What would you do regarding the millions of undocumented immigrants residing in this country?

I would legalize their status.

What would your administration do to enact long term immigration reform?

I would push for immigration reform laws that create a policy of Open Borders where people are free to move back and forth across US borders for work, shopping, recreation, and residence, similar to the open borders policy within the European Union.
.
The policy would abolish ICE and CBP and create a new agency with sufficient resources to administer the residency and naturalization process in an expedited manner with reduced fees and a simplified process.

What is your position regarding?

The embargo of Venezuela?

The US should lift the embargo of Venezuela immediately.

The Coup in Bolivia?

The US should rescind its recognition of the coup as constitutional. It should condemn the cancellation of the May elections. It should support early free and fair elections without repression by the right-wing coup government.
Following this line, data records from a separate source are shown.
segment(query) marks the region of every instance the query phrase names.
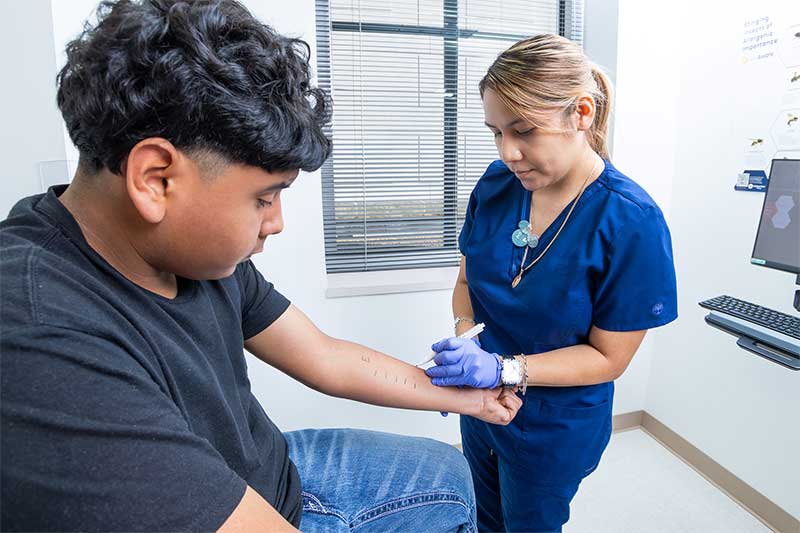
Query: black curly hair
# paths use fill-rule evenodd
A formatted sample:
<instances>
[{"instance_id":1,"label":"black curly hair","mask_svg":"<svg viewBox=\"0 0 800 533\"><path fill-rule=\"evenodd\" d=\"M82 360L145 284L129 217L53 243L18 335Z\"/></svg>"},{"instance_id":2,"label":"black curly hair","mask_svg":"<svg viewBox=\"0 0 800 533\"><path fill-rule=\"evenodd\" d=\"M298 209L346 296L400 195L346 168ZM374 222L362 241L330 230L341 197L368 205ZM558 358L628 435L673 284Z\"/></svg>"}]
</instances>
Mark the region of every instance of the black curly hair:
<instances>
[{"instance_id":1,"label":"black curly hair","mask_svg":"<svg viewBox=\"0 0 800 533\"><path fill-rule=\"evenodd\" d=\"M67 45L58 107L81 166L115 174L163 137L267 172L316 170L331 151L330 100L309 47L234 0L118 0Z\"/></svg>"}]
</instances>

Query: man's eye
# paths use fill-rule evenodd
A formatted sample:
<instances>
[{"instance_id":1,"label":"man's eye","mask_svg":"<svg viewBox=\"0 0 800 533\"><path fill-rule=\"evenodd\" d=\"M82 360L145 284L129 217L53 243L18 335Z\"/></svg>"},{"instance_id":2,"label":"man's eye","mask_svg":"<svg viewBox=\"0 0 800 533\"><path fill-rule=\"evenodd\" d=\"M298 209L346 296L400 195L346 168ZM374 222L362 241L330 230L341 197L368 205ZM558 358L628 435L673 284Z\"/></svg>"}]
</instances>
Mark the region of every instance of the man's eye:
<instances>
[{"instance_id":1,"label":"man's eye","mask_svg":"<svg viewBox=\"0 0 800 533\"><path fill-rule=\"evenodd\" d=\"M492 132L492 135L494 135L495 137L500 137L500 136L502 136L503 134L502 134L502 133L500 133L499 131L493 131L493 132Z\"/></svg>"},{"instance_id":2,"label":"man's eye","mask_svg":"<svg viewBox=\"0 0 800 533\"><path fill-rule=\"evenodd\" d=\"M261 198L256 200L256 203L258 204L258 208L259 209L264 209L265 207L270 207L272 205L272 202L268 202L268 201L263 200Z\"/></svg>"},{"instance_id":3,"label":"man's eye","mask_svg":"<svg viewBox=\"0 0 800 533\"><path fill-rule=\"evenodd\" d=\"M517 135L529 135L529 134L533 133L533 130L534 130L534 129L535 129L535 128L531 128L531 129L529 129L529 130L525 130L525 131L518 131L518 132L517 132Z\"/></svg>"}]
</instances>

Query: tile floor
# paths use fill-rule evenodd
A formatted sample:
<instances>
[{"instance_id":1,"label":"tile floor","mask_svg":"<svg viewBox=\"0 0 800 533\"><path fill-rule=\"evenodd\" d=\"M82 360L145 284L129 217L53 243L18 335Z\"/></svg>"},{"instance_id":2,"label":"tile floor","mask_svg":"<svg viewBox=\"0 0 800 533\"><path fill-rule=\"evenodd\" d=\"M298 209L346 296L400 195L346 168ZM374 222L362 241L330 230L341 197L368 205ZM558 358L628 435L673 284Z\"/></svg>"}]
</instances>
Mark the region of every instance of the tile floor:
<instances>
[{"instance_id":1,"label":"tile floor","mask_svg":"<svg viewBox=\"0 0 800 533\"><path fill-rule=\"evenodd\" d=\"M641 429L615 433L581 484L565 533L768 532Z\"/></svg>"}]
</instances>

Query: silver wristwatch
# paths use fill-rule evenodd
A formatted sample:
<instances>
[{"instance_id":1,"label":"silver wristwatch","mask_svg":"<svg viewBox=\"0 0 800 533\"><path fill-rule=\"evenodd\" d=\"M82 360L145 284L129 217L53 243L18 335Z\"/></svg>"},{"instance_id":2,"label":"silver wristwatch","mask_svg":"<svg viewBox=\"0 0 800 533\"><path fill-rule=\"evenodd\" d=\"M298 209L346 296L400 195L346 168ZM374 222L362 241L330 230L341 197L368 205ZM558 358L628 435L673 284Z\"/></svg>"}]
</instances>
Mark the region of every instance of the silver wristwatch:
<instances>
[{"instance_id":1,"label":"silver wristwatch","mask_svg":"<svg viewBox=\"0 0 800 533\"><path fill-rule=\"evenodd\" d=\"M503 356L500 383L503 387L516 387L522 383L522 366L515 357Z\"/></svg>"}]
</instances>

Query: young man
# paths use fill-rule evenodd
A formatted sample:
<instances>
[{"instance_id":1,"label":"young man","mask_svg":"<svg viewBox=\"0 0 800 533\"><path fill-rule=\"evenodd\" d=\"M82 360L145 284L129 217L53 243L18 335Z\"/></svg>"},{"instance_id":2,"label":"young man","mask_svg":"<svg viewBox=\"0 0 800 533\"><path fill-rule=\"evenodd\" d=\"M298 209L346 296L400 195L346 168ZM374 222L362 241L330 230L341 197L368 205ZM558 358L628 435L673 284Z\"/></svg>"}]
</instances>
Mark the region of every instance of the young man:
<instances>
[{"instance_id":1,"label":"young man","mask_svg":"<svg viewBox=\"0 0 800 533\"><path fill-rule=\"evenodd\" d=\"M507 424L521 404L325 335L249 261L330 152L307 54L226 0L104 2L69 44L79 170L0 223L0 529L474 530L452 447L284 435L250 391L243 346L376 405Z\"/></svg>"}]
</instances>

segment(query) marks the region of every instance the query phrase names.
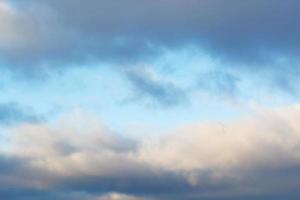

The continued embargo of Cuba?

The US should lift the embargo of Cuba immediately and normalize relations.

The repression in Chile?

The US government should condemn the beatings, shootings, arbitrary arrests, and other repression of economic and political protests by the right-wing president and military of Chile. Greens should continue to participate in demonstrations condemning the repression and expressing solidarity with Chileans demanding economic and political rights.

Nicaragua?

The US should stop intervening covertly in Nicaraguan politics and threatening sanctions and military action. It is up the Nicaraguans to determine their government and leaders.

7) Some of the delegates of the National Committee, including one current steering committee co-chair and one former co-chair, have made repeated statements in opposition to our Caucuses. Some have made statements that the Caucuses are not democratic, not transparent, and should not have a vote on the NC.

Do you support the Caucuses?

Yes.

Do you think Caucuses should have a vote on the National Committee?

Yes.

How would you help the Caucuses grow?

The caucuses should have paid coordinators and field organizers to organize all Green Party members participate into their respective caucuses and to reach out to people in the general public who identify with the respective caucuses to become Green Party and caucus members.

The Green Party cannot raise the funds needed for this kind of organizing until it becomes a dues-paying political party with dues scaled to ability to pay. Until the Green Party does that, it will remain grossly underfunded. Unions raise about $10 billion a year from membership dues. The Green Party needs to do the same if it is serious about competing with the two most capitalist, richest, and oldest political parties in the world.